Letter to Socks

Tommorow I will have more to say, but for today here is a short story – one I wrote for a college application.

_______________________

It’s a big day. Well, of course it is because if it wasn’t, I wouldn’t need you. 

7:35 am. You know I wake up later on these days, usually because I’ve spent much of the night tossing and turning, anticipating my encounter with you and the day that will soon unfold. The funny thing is you never know when I’m coming for you, but I think about you a lot.

I want to thank you for being on standby, ready to comfort me whenever I need you. I am grateful when I see you lying there, both of you, wrapped together. 

Few know you exist, few have ever seen you. But I know you help me, so of course I’m going to put you to use on every major day of my life. 

On final exam days. Before an interview with the Governor. During a TED Talk. I only call on you a few times a year. But when I do, I really, really need you. 

You’re my special socks. 

Over the years you have become threadbare, worn down by extra-heavy steps on those days I wear you out of the house. Your blue stitching. Your tiny red and gold menorahs. Your grey trim. Your hole in the big toe of the right sock. 

I have flirted with different game-day rituals. Special shirt. Special shoes. Special hat. But you, you bring my ‘A game’ because you’re important to me.

The best Hanukkah gift ever given on Christmas. 

In order to fully understand why you mean so much to me, you must meet my family and know why you are in my life. 

My mom was raised a devout Catholic. Growing up in the south suburbs of Chicago, her Sundays were spent in church. She read the Bible and prayed before every meal, like all Park Forest households.

My father was raised across town in a Jewish community in Skokie, Illinois. For all the hours my mother spent at church, my father spent at the Jewish Community Center learning different renditions of the same story.
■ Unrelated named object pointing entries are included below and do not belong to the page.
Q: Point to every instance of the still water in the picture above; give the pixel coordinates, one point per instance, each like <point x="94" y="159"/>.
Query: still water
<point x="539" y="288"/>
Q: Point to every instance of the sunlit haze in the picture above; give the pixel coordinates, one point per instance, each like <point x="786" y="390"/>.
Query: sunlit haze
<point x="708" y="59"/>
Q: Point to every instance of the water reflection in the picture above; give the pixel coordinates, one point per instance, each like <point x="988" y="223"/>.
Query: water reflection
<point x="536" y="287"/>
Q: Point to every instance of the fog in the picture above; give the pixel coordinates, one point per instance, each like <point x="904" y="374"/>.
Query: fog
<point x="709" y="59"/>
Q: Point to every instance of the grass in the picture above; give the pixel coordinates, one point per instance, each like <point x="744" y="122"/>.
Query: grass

They traveled far from home to raise me. When they landed in Portland, they left the families and religions they grew up with. God has never been a part of my life. I never went to Sunday School or took Hebrew classes. We celebrate Rosh Hashanah with the same muted devotion as Easter. 

So I knew Grandma was sending a message when she gave me menorah socks on Christmas morning. Three weeks after Hanukkah and you pop up in my stocking, a simple reminder of the role of faith in my family history. You came as a hopeful wish, sent along as an effort to convert, or more simply to remember my relatives and how far removed I am from the world my parents were raised in.

Every single day, I wear the same socks. Black athletic long stretch socks with little white Nike swooshes at the tops. But today, I need you, and the story you tell.

I put you on and I am transported to my mother’s childhood home. Around the dinner table, I sit with my grandmother as we bow our heads in silence. While I don’t understand what role God played in the gathering of the canned yams and rotisserie chicken, I admire the elegance in the way she says grace. You then fly me to my father’s family, with a Passover seder set neatly on the table. While at Passovers in Portland we debate the latest historical findings about Moses, a part of me envies the beauty of the stories taken as fact in Chicago.

I don’t know where I stand with God. So until I make up my mind, I keep you nearby, as a reminder of my heritage, careful not to lose sight of the importance of family and faith.

And either way, I will always have my socks.